We were outside on the basketball court just as dusk began, the light all red and golden and perfect. Bessie was trying to hit five free throws in a row, and when she did that, she made it six, then seven. She had a nice shot, a little janky, but we could work with it. Whenever she tracked down the ball after a miss, she practiced dribbling between her legs, taking these weird strides, keeping her head up like a general surveying the battlefield. With her hair and her determined scowl, she looked like a punk rocker, like apocalypse basketball. Roland was on the other side of the court, throwing up underhanded free throws and hitting a lot of them, like Rick Barry, though the kid seemed to be putting no thought or effort into it, which, of course, also made me happy.

I called them over for a game of H-O-R-S-E, the three of us lined up single file. Before they had time to blink, Roland was out and Bessie was at H-O-R-and I was pristine. I knew kids, just like adults, wanted to win at everything they ever did, but I thought this was good child rearing, to show them how difficult it is to be good at something, to rejoice when you made small improvements. The kids didn’t seem to mind, liked watching me line up the hardest shots and effortlessly knock them down.

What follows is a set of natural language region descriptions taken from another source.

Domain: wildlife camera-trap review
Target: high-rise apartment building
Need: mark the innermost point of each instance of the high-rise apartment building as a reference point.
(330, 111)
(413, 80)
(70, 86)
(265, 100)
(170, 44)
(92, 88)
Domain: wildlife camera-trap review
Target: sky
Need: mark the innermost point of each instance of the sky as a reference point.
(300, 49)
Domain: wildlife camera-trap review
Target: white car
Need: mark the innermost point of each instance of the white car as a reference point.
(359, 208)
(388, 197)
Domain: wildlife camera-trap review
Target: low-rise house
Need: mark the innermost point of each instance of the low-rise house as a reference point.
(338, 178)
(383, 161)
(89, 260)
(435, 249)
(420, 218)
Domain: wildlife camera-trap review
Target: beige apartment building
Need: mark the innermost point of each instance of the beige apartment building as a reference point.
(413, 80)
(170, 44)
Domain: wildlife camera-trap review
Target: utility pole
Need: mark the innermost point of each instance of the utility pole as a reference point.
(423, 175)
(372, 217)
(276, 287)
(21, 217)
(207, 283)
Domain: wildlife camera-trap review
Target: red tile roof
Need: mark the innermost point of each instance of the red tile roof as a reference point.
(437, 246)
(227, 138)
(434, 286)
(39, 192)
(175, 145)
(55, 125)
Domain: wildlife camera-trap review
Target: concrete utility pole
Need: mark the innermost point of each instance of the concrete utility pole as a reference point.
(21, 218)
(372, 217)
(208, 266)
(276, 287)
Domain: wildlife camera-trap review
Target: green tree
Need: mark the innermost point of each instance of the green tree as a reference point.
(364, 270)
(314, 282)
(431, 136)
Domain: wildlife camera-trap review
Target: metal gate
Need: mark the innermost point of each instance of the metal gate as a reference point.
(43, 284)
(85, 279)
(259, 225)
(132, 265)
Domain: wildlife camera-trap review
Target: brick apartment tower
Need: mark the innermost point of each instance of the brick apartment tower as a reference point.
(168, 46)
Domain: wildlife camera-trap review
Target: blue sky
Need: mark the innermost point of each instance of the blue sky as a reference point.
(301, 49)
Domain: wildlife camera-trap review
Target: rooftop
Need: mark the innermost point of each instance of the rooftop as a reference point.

“How much longer is summer?” Bessie asked me.

“Still a while to go,” I told her.

“What will you do when it’s over?” she asked.

“I haven’t thought about it,” I replied, and it was true that I really hadn’t. “I haven’t had time to think about it. I’ve been thinking about you guys.”

“Where will you go?” she asked, not letting it go. “Will you stay here?”

“No,” I admitted. “I’ll probably go back home.” I thought about my mom, that room in the attic, and I wanted to cry. But I had money now, though I hadn’t checked my bank account since I got here. I could get my own place. A decent apartment, something with windows, where normal people congregated.